Olhando-lhe para o currículo e confirmando-o através de um par de telefonemas Mathilde, a diretora dos Recursos Humanos, sente espicaçada a curiosidade: o que leva um tão admirável professor, com artigos de referência publicados nas mais prestigiadas revistas de Arte, a abandonar tudo de forma tão inopinada vindo-se oferecer para tão modesto cargo? Que traumatismo terá estado na origem de uma tal reconversão?
À medida que se vai entrando na decifração do mistério torna-se lógica a intenção do protagonista em mergulhar quotidianamente na beleza dos quadros neles buscando a catarse para o sofrimento recalcado. É que Antoine carrega consigo um segredo doloroso sobre Camille, talentosa artista cuja germinação acompanhara desde a adolescência e cujo destino ficara definitivamente posto em causa por um ato de violência, que não chegara a demorar dois minutos. Como é frequente nos romances sobre amores impossíveis, a ligação entre Eros e Tanatos também aqui vem ao encontro do leitor.
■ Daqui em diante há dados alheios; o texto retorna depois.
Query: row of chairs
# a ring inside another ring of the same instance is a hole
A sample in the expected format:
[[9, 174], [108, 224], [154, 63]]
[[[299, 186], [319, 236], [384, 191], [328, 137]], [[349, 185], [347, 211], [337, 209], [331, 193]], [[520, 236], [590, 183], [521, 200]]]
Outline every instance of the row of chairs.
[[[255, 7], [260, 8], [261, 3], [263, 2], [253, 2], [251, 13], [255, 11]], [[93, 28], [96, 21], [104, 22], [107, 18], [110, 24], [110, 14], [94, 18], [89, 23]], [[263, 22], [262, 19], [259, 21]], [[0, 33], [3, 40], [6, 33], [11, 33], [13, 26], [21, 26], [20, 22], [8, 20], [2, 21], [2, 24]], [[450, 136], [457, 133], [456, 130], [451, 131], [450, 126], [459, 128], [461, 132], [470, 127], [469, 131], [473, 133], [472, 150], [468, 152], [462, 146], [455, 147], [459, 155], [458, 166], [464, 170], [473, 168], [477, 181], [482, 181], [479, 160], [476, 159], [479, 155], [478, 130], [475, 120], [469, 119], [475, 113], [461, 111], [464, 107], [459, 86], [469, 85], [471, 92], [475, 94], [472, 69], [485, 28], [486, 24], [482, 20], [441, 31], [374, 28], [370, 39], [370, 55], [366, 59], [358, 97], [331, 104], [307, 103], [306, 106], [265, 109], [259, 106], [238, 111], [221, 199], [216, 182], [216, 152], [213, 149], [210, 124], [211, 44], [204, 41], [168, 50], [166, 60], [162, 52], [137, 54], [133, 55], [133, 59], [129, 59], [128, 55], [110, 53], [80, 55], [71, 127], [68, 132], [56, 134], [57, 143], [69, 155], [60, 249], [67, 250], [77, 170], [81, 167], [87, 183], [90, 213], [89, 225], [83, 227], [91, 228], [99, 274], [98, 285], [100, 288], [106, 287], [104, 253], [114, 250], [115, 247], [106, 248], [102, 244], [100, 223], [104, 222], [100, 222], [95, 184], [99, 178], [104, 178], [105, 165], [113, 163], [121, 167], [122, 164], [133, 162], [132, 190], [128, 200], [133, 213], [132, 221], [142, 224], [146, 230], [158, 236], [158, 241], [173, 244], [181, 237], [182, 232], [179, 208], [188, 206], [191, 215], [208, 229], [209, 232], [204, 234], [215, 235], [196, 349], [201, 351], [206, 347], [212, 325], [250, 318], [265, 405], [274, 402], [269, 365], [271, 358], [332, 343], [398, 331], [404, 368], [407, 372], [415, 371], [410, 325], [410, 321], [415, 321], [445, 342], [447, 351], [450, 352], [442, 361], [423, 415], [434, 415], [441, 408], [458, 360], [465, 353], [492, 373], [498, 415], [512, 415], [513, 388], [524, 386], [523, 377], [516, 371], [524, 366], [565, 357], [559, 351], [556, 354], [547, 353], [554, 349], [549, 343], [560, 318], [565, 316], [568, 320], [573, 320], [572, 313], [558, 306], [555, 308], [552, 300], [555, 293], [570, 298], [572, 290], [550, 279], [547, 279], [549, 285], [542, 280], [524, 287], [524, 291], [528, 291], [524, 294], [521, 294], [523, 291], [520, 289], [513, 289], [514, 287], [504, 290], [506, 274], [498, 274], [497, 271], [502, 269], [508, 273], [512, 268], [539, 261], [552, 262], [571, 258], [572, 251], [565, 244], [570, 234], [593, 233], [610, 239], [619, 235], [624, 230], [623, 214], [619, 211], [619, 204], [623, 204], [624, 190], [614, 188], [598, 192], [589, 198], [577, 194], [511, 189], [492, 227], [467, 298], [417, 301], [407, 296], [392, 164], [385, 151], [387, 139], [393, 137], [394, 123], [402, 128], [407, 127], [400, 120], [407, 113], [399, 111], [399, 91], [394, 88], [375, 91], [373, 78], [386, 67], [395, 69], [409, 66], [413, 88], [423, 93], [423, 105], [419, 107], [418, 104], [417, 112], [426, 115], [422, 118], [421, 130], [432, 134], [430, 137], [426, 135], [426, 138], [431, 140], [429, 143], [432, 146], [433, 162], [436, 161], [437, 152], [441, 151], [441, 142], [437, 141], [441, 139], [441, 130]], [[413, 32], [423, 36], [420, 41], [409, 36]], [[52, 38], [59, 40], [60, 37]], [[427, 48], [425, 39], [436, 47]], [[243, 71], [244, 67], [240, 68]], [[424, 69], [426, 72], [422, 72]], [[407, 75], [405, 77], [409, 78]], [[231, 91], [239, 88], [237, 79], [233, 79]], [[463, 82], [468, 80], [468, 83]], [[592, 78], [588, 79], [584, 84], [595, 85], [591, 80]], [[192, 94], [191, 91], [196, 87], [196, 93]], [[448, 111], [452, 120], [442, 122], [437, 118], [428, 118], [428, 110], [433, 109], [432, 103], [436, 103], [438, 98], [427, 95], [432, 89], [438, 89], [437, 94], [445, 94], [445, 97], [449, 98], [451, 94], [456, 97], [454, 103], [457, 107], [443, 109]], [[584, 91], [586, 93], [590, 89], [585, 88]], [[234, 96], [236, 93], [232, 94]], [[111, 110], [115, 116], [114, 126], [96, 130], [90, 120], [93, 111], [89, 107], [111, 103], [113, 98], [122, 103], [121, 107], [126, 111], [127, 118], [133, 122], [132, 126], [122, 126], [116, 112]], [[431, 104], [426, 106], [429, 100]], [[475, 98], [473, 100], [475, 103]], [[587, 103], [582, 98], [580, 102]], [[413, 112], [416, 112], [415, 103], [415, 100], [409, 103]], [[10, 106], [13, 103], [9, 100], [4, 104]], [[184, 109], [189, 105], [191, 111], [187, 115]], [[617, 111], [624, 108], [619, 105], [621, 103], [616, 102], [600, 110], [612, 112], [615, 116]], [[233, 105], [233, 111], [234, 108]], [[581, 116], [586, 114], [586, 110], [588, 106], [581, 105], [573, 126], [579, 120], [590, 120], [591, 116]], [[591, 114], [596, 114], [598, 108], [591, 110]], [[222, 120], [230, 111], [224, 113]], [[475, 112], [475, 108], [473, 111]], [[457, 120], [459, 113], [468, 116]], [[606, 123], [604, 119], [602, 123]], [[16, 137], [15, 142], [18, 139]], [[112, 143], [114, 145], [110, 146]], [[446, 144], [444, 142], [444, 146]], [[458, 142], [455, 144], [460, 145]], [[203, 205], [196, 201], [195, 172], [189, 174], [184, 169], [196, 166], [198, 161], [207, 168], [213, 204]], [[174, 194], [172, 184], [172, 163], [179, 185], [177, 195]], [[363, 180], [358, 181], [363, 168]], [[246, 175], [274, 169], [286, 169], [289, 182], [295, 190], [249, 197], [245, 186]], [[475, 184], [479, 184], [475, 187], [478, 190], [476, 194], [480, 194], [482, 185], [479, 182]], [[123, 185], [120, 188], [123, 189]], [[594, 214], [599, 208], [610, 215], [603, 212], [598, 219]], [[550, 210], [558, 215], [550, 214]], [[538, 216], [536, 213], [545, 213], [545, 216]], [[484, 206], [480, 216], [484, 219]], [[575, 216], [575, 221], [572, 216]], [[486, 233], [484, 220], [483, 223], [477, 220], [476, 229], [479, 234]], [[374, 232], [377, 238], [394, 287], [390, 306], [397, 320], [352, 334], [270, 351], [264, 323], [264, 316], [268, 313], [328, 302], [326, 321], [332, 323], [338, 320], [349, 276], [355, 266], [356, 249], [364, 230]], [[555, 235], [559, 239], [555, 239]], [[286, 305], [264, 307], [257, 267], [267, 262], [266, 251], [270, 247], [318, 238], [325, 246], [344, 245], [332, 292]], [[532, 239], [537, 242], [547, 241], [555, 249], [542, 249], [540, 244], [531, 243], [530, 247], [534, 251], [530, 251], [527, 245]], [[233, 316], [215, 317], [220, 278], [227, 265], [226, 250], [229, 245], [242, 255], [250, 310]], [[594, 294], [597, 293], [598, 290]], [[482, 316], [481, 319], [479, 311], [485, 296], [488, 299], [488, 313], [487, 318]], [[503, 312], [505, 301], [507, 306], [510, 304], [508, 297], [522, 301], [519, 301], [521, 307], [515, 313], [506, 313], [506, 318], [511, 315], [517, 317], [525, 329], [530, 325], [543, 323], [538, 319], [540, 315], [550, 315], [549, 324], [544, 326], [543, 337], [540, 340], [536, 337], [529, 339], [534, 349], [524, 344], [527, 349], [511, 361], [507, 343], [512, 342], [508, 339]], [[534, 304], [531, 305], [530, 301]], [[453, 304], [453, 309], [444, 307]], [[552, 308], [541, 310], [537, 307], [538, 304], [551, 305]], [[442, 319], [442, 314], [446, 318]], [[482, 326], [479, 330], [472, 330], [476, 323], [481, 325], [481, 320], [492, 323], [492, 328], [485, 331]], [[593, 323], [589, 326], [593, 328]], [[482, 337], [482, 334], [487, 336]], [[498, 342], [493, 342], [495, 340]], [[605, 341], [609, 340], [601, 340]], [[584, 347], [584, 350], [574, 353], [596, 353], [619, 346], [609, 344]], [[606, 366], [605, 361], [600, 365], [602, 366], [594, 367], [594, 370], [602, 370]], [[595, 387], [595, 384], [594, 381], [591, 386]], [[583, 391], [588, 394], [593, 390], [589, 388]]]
Ao evadir-se do passado, Antoine Duris pretende repartir do zero, reconstruir-se, mesmo sem consciencializar verdadeiramente a racionalidade do gesto. Porque guia-o a intuição, mais do que um plano concebido para tal fim. Daí que a redescoberta do Amor venha a ser-lhe tão inesperada quanto para Mathilde, já que comungavam ambos da decisão de nunca mais voltarem a ceder ao sortilégio da empatia afetiva com quem quer que fosse.
Ao décimo quinto romance, Foenkinos recebeu os elogios rendidos de quase todos os críticos, que se sentiram tentados a escrever sobre o livro, mas, na realidade, há quem muito justamente ponha em causa a ligeireza da trama, a falta de espessura dos personagens, como que subordinadas a servirem de passiva demonstração à hipótese lançada pelo autor de «Crime e Castigo».